[Editor’s Note: Burrito Girl gave me a Sesame Street DVD, featuring episodes from the 1970s, for Decemberween. The Nachoboy and I watched for a long time last night, inspiring me to update some Sesame Street thoughts I first posted in 2005.]
I’m through with Sesame Street.
The Nachoman grew up with the venerable PBS institution, of course. In fact, on occasion in college I and my friends would watch episodes of Sesame Street for fun, and this was well before I had a kid. I had a couple of tapes of classic 1970’s episodes, when the show was heavy with improv, when the scripts weren’t particularly preachy, when muppet man Jim Henson was still alive and creatively active. Some of the bits are so fun to watch: an adult would sit and talk to some kids and some muppets about, say, the letter B. The kids, though, would be trying to pull Ernie’s hair, or to hug Oscar the Grouch… and the bit would continue, as the actors and muppet controllers deftly steered around any distraction.
Then, in 1985, there was the Snuffle-Upagus Decision.
Mr. Upagus, as you may or may not remember, was Big Bird’s “imaginary” friend. Part of the show’s backstory was that Mr. Upagus was a real person, or at least a real woolly mammoth sort of thing. But, only the kids ever saw him; he would always go home a moment before an adult showed up.
Now, cultural philistine I may be, but it seems to me that English professors have a descriptive phrase for this literary device: it’s called a running gag. Even the Nachoman, when a mere Nachoboy of five years, recognized that Snuffy’s existence or nonexistence was being played for comic value. But some brilliant PBS wonks decided that Mr. Upagus’s plight sent the wrong message to children. Children must not feel that adults don’t believe them! It must be shown that the Children were right about Mr. Upagus’s existence all along! So, Snuffy became real.[1]
Then, there was the whole hideous fiasco about Bert and Ernie’s sexual orientation. A faction of idiot parents and activists bombarded PBS with complaints: it seemed to them that Bert and Ernie were gay. That’s funny, the sexual preference of two silly muppets hadn’t been particularly relevant to me when I was little Nachoboy, nor was it relevant to any other little kid friends who watched the show.

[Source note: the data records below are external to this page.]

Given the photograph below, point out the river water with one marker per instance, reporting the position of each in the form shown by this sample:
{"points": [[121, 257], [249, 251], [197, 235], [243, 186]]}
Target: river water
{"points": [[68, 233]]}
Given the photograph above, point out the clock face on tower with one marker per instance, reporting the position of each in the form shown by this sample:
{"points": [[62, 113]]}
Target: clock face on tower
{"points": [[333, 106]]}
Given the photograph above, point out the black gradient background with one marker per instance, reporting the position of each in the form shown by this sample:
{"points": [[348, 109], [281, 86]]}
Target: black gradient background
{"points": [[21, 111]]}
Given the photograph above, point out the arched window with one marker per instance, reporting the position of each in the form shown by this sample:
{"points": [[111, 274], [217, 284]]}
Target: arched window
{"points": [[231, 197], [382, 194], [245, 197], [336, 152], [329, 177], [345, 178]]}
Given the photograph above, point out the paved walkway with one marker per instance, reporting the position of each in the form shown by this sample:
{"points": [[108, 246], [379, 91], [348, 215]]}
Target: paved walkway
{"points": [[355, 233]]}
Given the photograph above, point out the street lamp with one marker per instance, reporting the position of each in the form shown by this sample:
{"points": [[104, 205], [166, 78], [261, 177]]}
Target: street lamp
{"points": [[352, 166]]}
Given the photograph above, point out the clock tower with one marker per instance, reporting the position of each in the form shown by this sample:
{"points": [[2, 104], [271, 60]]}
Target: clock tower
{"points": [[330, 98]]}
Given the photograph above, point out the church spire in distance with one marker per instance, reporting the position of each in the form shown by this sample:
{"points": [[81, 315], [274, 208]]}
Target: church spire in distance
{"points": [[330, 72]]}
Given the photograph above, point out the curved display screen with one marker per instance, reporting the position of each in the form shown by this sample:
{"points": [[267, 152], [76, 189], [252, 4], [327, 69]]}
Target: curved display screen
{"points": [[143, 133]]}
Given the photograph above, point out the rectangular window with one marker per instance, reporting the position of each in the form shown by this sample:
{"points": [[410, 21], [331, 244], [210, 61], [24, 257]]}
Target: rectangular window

Now, if I were a PBS public relations person faced with such complaints, I would invite a contingent of these activists to the set of the show. I would bring them straight to Bert and Ernie, and I would invite the activists to conduct a thorough physical examination to see if they (the muppets) had any sexual organs with which to be gay, or even straight. If that exercise didn’t serve as a hot steamy bowl of sanity-flavored oatmeal, then I perversely might be tempted actually to out Bert and Ernie on a specially-created episode to be shipped to these activists on videotape.[2]
But, no, the PBS wonks decided to make Ernie and Bert sleep separately from then on, and to be sure that there were no more bathtub scenes involving both characters, caving to the anti-gay-muppet lobby.
And in 2005, for the icing on the cake, or at least the low-fat ranch dressing on the celery:
According to a new generation of parental watchdogs and activists, Cookie Monster is teaching children to be obese. So, PBS wonks have decided that Mr. Monster will from now on emphasize that cookies are only a “sometimes” food, and he will not gluttonously gobble cookies.
Huh. I note that when my very own Nachoboy was only two, he found Mr. Monster humorous in the extreme; the way the young Nachoboy imitated Cookie Monster was by growling while eating, even while eating cheerios or carrots. I never noticed any particular monster-inspired need on the boy’s part for cookies. Interestingly, this was the same point made by the parent of another two year old – Cookie Monster’s influence has been limited to silly growly gobbly noises at the dinner table. Real parents of two year olds are thankful for such influence, as sometimes we are happy that the kid is willing to eat anything at all.
[1] No one thought about the fact that Sesame Street was then sending the message that it’s not really okay to have an imaginary friend. I wonder how many poor kiddies suddenly were cruelly traumatized when their own imaginary friend failed to be recognized by adults.
[2] Now you see why the Nachoman is a physics teacher and not a public relations professional.
1 comment:
Hey, Nachoman!
The New York Times has been reading your blog or something:
http://www.nytimes.com/2007/11/18/magazine/18wwln-medium-t.html?_r=1&oref=slogin
Apparently tyis was the most-viewed story at the NYT this year.